Cette procédure nécessite des pesages détaillés des véhicules, fournissant la charge et le type de chacun des essieux. Si ces données ne sont pas disponibles, diverses méthodes d'estimation basées sur des analyses de trafics existent[10].
Influence du trafic sur les structures rigides
La nature et l'importance du trafic interviennent surtout dans le calcul de l'épaisseur des différentes couches de la chaussée. La répétition des charges du trafic entraîne un phénomène de fatigue dont on doit tenir compte. Les contraintes induites par le trafic dans le revêtement sont d'autant plus élevée que la portance de son support est faible et que la dalle est mince, d'autres facteurs peuvent entraîner une modification de leur importance. il s'agit notamment de la position de la charge sur la dalle, des conditions de drainage en général et, en particulier, de la présence accidentelle d'eau à l'interface dalle/fondation. L'influence de ces facteurs est d'autant plus grande que le trafic est lourd et intense. Lorsqu'un véhicule se déplace sur un revêtement en béton, il induit dans la dalle des contraintes de flexion dont l'amplitude dépend : - de la portance de l'assise; - du poids de l'essieu; - de la position des roues.
Il a été établi que le cas de chargement le plus défavorable est celui où la roue se trouve en coin de dalle.

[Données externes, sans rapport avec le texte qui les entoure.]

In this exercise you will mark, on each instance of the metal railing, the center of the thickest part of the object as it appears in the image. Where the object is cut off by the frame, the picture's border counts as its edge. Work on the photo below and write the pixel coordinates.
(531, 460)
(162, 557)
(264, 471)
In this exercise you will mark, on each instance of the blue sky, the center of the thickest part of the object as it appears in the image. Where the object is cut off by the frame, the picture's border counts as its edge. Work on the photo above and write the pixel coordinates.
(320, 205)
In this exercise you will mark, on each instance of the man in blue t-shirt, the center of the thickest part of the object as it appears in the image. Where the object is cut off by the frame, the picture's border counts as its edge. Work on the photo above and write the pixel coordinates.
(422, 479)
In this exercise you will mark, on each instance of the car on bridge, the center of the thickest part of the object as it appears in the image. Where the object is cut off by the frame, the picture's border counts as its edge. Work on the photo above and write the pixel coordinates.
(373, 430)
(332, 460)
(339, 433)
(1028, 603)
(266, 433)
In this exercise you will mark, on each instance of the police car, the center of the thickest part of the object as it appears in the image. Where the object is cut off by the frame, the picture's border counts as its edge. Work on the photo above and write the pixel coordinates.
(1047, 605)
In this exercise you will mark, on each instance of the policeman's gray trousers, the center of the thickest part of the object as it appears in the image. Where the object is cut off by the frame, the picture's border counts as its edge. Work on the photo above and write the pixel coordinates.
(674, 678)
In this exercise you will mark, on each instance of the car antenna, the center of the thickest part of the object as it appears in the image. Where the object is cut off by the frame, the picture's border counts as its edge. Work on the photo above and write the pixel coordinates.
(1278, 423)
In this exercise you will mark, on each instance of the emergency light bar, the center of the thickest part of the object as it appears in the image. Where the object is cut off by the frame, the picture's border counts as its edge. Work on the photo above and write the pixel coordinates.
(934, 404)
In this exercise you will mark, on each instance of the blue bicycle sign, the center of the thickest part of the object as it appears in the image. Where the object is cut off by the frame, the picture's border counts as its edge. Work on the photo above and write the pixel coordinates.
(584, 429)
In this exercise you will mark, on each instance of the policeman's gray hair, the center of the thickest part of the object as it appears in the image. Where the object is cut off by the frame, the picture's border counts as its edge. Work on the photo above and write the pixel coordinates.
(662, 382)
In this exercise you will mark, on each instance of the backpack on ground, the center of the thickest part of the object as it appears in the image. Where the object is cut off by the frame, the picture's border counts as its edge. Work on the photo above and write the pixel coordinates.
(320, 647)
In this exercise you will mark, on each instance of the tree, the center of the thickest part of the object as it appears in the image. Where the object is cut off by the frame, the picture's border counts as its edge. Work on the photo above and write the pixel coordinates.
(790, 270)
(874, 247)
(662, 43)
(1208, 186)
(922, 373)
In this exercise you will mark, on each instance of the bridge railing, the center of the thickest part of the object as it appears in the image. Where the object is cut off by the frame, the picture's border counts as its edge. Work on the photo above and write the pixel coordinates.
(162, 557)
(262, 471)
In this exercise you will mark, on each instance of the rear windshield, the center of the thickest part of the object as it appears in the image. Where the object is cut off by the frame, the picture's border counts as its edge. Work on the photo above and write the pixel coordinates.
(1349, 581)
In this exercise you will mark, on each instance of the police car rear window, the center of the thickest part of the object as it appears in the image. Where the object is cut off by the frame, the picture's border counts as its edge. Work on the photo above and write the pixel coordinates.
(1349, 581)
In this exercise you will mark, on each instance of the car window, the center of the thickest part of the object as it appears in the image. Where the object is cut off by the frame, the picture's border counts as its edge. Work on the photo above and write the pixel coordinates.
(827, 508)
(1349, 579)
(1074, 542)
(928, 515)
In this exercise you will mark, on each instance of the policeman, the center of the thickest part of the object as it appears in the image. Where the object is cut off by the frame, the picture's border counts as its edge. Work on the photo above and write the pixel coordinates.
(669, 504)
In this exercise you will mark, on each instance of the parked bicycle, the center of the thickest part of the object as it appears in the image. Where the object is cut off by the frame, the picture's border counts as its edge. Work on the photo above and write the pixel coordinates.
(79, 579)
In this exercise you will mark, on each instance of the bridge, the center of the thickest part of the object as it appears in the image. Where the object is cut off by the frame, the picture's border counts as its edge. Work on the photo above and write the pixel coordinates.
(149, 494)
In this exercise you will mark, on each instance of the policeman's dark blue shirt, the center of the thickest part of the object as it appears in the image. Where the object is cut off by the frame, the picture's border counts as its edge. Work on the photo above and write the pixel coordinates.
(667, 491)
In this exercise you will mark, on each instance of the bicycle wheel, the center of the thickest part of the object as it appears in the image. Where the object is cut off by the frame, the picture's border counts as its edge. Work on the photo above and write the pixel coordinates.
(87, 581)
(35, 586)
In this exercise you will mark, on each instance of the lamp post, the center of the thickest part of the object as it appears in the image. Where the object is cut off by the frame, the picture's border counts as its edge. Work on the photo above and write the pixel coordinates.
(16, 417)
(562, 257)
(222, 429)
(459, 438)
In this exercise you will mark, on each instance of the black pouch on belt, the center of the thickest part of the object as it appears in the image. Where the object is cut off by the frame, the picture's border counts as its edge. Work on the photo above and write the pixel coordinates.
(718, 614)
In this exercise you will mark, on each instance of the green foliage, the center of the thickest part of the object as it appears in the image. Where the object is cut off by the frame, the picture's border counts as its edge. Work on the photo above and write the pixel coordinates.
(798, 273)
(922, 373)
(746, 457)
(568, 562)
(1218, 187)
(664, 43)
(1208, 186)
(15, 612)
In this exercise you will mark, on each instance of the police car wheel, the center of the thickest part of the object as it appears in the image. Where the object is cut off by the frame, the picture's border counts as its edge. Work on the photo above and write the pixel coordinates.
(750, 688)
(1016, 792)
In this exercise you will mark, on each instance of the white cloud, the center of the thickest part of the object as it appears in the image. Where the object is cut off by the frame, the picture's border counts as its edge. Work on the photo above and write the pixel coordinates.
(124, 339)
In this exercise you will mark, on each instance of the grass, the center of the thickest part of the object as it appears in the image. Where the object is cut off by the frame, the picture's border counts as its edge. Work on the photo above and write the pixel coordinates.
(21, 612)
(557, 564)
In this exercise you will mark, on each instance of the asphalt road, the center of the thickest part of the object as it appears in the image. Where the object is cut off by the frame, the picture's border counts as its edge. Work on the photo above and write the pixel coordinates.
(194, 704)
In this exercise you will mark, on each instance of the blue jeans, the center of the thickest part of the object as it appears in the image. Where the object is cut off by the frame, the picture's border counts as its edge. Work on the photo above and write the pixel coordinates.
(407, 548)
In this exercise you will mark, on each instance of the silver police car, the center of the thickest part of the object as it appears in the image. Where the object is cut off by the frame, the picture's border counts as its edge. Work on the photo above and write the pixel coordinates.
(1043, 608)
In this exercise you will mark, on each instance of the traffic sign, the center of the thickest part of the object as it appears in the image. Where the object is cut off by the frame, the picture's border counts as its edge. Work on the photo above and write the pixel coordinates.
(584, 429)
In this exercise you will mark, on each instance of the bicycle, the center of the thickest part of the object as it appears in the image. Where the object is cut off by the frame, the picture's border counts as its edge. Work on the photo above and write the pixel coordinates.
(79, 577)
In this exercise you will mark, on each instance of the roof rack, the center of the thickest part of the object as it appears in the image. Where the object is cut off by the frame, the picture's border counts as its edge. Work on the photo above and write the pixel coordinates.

Les contraintes diminuent sensiblement lorsque la roue se trouve en bord de dalle et s'éloigne du joint transversal et sont minimales lorsque la charge est située en milieu de dalle.
La recherche de modèles mathématiques pour les systèmes multicouches qui constituent les chaussées a fait l’objet de nombreux travaux, marqués par les principales étapes suivantes.
Créé et utilisé initialement en mécanique des sols, ce modèle s’appuie sur un massif élastique semi-infini soumis à l’action d’une charge statique ponctuelle[11].
Harald Westergaard était un danois, professeur à l'Université de l'Illinois. Il crée le premier vrai modèle dédié aux chaussées. La simplicité du modèle retenu (modèle bi-couche en termes d’aujourd’hui) associée au génie mathématique de Westergaard lui permirent d’exprimer les contraintes sous forme d’équations explicites simples et à la portée de tous[12].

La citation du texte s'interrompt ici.